The book is a compilation of stories published by several national magazines as he trod along the road to fame. These are only a few of the hundreds he has written and published, for he has over eighty volumes of prose and poetry to his credit. Dr. Rutledge, now in his eighties, is still working. he is one of he few contemporary American writers who has made tape recordings for the Library of Congress.
In Woods and Wild Things I Remember, he portrays the drama, humor and color of the wild colonies around his home at Hampton and at McClellanville, where he happened to be born while his parents were summering there. From his experiences in the wild and his great storehouse of knowledge, he absorbs the listener with tales of hunting and fishing and his observations of all things great and small. His stories are illuminating and delightful and awaken the imagination through his vivid pen.

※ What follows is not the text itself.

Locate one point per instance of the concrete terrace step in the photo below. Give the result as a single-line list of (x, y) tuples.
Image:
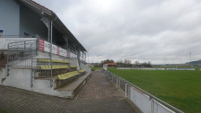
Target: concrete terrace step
[(74, 86), (98, 95)]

Dr. Rutledge's life has been a long and busy one. He is of Irish and French Huguenot ancestry and was born in 1883. He was the son of Henry Middleton Rutledge, a Confederate colonel, and Margaret Seabrook Rutledge. Two grandfathers were governors of South Carolina. He married first Florence Hart of Winchester, Virginia, and they had three sons, Archibald, Jr., Henry Middleton and Irvine Hart. Following her death, he married Alice Lucas of Spartanburg, who had once lived at The Wedge, a neighboring plantation, and who was a former school mate.
Dr. Rutledge attended the McClellanville schools, Porter Academy in Charleston, and received his B.S. degree from Union College, New York. He has had conferred on him twenty honorary degrees, including the Doctor of Literature from Furman University and the The University of South Carolina and the Master of Arts from Union College. The University of South Carolina named him to Phi Beta Kappa. He has received more than thirty medals, including the John Burroughs Medal for nature writing. He is a member of the American Society of Arts and letters, the American Poetry Society, the Neucomen Society, and others. His social fraternity is Kappa Alpha. He taught at Mercersburg Academy, Pennsylvania, from 1904–1937. When he retired from teaching, he returned to Hampton and began its restoration. For the past several years, he resided in Spartanburg.
Among his first published works was a story in 1918, “Tom and I on the Old Plantation,” In 1966, The R. L. Bryan Company brought out a revised edition of Deep River, a complete collection of his poems, which it had first published in 1960.
Dr. Rutledge was named poet laureate of South Carolina by legislative action in 1934 when Ibra C. Blackwood was governor. Dr. Rutledge was also South Carolina's elector to the National Hall of Fame and his portrait was unveiled in the South Carolina House of Representatives in 1966.